Monday 2 March 2026 — Former refereeing chief Dermot Gallagher and ex-professional Jay Bothroyd review and explain the most talked-about refereeing incidents from the Premier League, EFL and Scottish Premiership. Using match video and VAR footage, they unpack why certain decisions were made, how the laws are applied and where debate commonly arises.
Overview
They examine a curated set of incidents from recent fixtures, including penalties, red cards, handball, offside calls and suspected simulation. For each case they separate what the on-field referee saw from what VAR checked, underlining the different intervention thresholds: on-field calls stand unless there is a clear and obvious error, while VAR can make factual checks and correct specific mistakes. Their focus is on how the laws are interpreted and applied rather than any club bias.

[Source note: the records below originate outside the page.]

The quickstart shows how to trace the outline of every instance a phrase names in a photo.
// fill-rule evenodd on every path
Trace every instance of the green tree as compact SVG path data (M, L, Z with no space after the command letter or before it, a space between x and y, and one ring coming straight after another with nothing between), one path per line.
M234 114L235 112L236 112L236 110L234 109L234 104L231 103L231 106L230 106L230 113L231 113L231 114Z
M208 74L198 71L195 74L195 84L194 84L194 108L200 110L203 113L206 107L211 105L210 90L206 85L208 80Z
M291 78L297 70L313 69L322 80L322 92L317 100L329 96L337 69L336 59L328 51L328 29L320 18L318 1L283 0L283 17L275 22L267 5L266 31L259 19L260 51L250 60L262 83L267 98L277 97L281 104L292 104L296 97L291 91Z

Key themes and explanations
Penalties: Gallagher lays out how referees judge contact that is part of normal play versus contact that constitutes a foul. He highlights the defender’s position, the force and location of contact, and whether the attacker’s movement is reasonable. Bothroyd offers practical perspective on striker reactions, intent and how players try to influence decisions.
Handball: The pair recap the current handball guidance. They explain deliberate handling, whether the hand or arm was in an unnatural position, and how big chances or deflections influence decisions. They acknowledge that borderline handball situations remain among the most disputed calls.
Offside: Gallagher goes through marginal offside rulings and the use of drawing lines and technology. They explain how VAR determines active involvement in play and why centimetre decisions can be decisive. Bothroyd discusses the tactical consequences of tight offside calls for build-up play and forward movement.
Fouls versus challenges: The analysis separates careless, reckless and excessive-force challenges. Gallagher explains the thresholds for yellow and red cards for serious foul play or violent conduct, while Bothroyd describes the player’s split-second views on timing and intent during tackles.
Simulation and confrontation: The duo outline how referees distinguish simulation from genuine contact and the disciplinary tools available during and after matches, including yellow/red cards and retrospective sanctions.
Practical takeaways for fans
– VAR is not a tool to re-referee marginal 50/50 incidents; it intervenes to correct clear and obvious errors or to check specific factual elements.
– Referees operate within the Laws but apply interpretation; small differences in body shape, movement, speed and proximity often change outcomes.
– Incidents missed or misapplied during games can be subject to retroactive action by disciplinary panels and appeals if evidence supports further sanction.
Conclusion
Gallagher’s technical, law-first explanations combined with Bothroyd’s player-oriented insight aim to make contentious moments clearer. Their live breakdowns demonstrate why referees and VAR sometimes reach decisions that frustrate supporters and why consistent, transparent application of the laws remains the ongoing challenge across the three competitions.